4. Mechanistic Insight: The study links hepatocyte PPARγ activity to the downregulation of methionine cycle genes (Gnmt, Pemt, Bhmt), suggesting a novel mechanism for MASH progression.

4. Key Results

A. Comparison of HFCF vs. HFC+Fr Diets (Short-term, 8 weeks)

• Adiposity: The HFCF diet reduced body weight and fat mass in pre-obese mice. In contrast, the HFC+Fr diet promoted further body weight and fat mass gain, maintaining the obese phenotype.
• Liver Pathology: Both diets increased liver steatosis and inflammation. However, only the HFC+Fr diet induced significant fibrosis and MASH (NAS > 5) in male mice within 8 weeks.
• PPARγ Role: In HFC+Fr-fed males, hepatocyte Pparg knockout (PpargΔHep) significantly reduced liver weight, ALT levels, MASLD activity scores, and fibrosis.

B. Sex Differences in Long-term HFC+Fr Feeding (24 weeks)

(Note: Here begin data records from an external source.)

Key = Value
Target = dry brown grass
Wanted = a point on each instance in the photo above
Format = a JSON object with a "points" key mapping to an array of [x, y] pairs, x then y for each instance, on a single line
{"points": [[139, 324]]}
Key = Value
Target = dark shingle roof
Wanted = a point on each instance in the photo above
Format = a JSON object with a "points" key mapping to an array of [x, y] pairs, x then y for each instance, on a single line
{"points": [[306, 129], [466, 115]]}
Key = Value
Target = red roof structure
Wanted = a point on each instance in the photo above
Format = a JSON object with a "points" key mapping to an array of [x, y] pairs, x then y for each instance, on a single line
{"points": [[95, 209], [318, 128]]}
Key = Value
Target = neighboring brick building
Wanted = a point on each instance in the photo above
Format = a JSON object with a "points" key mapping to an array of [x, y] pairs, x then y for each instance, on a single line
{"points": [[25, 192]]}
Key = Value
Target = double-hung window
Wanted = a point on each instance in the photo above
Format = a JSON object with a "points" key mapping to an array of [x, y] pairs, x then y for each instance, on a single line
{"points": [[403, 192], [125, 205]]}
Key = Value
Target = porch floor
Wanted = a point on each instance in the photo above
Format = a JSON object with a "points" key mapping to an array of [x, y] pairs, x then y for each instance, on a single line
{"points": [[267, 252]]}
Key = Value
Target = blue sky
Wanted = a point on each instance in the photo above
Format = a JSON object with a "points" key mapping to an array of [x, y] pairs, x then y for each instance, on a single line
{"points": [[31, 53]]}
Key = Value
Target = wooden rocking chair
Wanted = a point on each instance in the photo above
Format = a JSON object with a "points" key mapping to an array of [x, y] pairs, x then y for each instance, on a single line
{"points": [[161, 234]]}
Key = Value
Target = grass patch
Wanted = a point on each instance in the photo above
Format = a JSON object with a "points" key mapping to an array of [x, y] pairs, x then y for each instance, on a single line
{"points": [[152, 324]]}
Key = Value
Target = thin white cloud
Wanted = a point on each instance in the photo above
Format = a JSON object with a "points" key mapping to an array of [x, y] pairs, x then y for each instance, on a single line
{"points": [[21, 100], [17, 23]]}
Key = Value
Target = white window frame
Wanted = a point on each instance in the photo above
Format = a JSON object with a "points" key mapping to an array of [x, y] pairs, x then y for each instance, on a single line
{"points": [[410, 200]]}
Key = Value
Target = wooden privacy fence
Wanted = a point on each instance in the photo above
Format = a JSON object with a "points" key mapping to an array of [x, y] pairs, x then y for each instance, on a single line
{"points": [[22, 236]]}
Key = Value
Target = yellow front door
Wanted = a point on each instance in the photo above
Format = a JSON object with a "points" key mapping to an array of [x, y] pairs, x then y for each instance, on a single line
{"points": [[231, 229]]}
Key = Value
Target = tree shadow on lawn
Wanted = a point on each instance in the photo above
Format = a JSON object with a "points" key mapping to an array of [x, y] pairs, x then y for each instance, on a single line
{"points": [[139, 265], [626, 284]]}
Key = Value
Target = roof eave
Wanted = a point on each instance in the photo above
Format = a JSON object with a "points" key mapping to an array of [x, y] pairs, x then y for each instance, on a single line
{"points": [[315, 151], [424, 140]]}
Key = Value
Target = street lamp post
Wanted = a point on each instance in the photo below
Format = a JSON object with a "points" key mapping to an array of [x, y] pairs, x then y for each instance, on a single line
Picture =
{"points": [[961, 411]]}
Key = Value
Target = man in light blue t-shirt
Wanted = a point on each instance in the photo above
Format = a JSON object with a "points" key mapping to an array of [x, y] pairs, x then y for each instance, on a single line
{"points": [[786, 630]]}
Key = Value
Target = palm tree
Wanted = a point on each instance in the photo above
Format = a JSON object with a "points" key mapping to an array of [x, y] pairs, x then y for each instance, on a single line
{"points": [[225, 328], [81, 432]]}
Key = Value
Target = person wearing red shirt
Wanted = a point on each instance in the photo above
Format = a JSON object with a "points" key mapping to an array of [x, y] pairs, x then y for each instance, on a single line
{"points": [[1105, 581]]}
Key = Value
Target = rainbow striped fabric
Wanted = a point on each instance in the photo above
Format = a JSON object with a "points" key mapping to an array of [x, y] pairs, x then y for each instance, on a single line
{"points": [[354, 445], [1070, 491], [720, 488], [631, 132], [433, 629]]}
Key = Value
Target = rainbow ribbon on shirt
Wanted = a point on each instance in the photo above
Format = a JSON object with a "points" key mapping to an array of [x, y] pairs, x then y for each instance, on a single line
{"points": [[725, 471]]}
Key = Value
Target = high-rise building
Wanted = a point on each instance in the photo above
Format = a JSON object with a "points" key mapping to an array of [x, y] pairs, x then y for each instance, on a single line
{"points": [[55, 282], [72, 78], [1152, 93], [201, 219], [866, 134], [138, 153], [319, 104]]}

• Obesity & Metabolism: Both male and female mice developed severe obesity, hyperinsulinemia, and glucose intolerance.
• Liver Disease:
  • Males: Developed severe steatosis, hepatocyte ballooning, inflammation, and significant fibrosis (MASH).
  • Females: Developed steatosis and inflammation but did not progress to significant fibrosis or MASH (NAS remained lower than males).
• PPARγ Dependency:
  • Hepatocyte PPARγ expression increased in both sexes.
  • However, PpargΔHep only prevented MASH progression, fibrosis, and the upregulation of pro-fibrotic genes (Col1a1, Timp1) in males.
  • In females, PpargΔHep had minimal impact on liver histology or fibrosis markers, suggesting female protection is independent of hepatocyte PPARγ in this context (potentially due to estrogen signaling).

C. Molecular Mechanisms

• PPARγ Target Genes: PPARγ target genes (Cidea, Cidec) were upregulated in HFC+Fr-fed males but not females.
• Methionine Metabolism: The HFC+Fr diet downregulated key methionine metabolism genes (Gnmt, Pemt, Bhmt) in males.
  • Crucial Finding: PpargΔHep reversed this downregulation in males, restoring Gnmt, Pemt, and Bhmt expression.
  • This suggests hepatocyte PPARγ actively suppresses methionine metabolism, leading to homocysteine accumulation and cellular stress, driving fibrosis in males.
• Transcriptomics (RNA-seq):
  • Males showed 2,049 differentially expressed genes (DEGs) vs. 157 in females.
  • Male livers showed upregulation of inflammation/immune response and downregulation of methionine metabolism/mitochondrial function.
  • PpargΔHep in males restored amino acid metabolism pathways and reduced immune response signatures.

5. Significance

• Translational Relevance: The HFC+Fr diet provides a robust, clinically relevant mouse model that mimics the full spectrum of human MASH: obesity, metabolic syndrome, steatosis, inflammation, and fibrosis. This addresses a critical bottleneck in drug development for NASH/MASH.
• Sexual Dimorphism: The study highlights that MASH progression is not uniform across sexes in this model, emphasizing the need for sex-specific therapeutic strategies. The female resistance to fibrosis despite high PPARγ expression suggests protective hormonal mechanisms.
• Therapeutic Target: The identification of hepatocyte PPARγ as a negative regulator of methionine metabolism offers a new mechanistic target. Inhibiting hepatocyte PPARγ activity (or restoring methionine metabolism) could potentially halt the progression from steatosis to fibrosis in male patients.
• Mechanistic Clarity: The paper elucidates that the progression to MASH is not merely a result of lipid accumulation but is driven by specific transcriptional dysregulation (PPARγ-mediated suppression of methionine cycle) that is sex-dependent.

In conclusion, this study validates the HFC+Fr diet as a superior model for studying obesity-driven MASH and establishes hepatocyte PPARγ as a sex-specific driver of fibrosis via the dysregulation of hepatic methionine metabolism.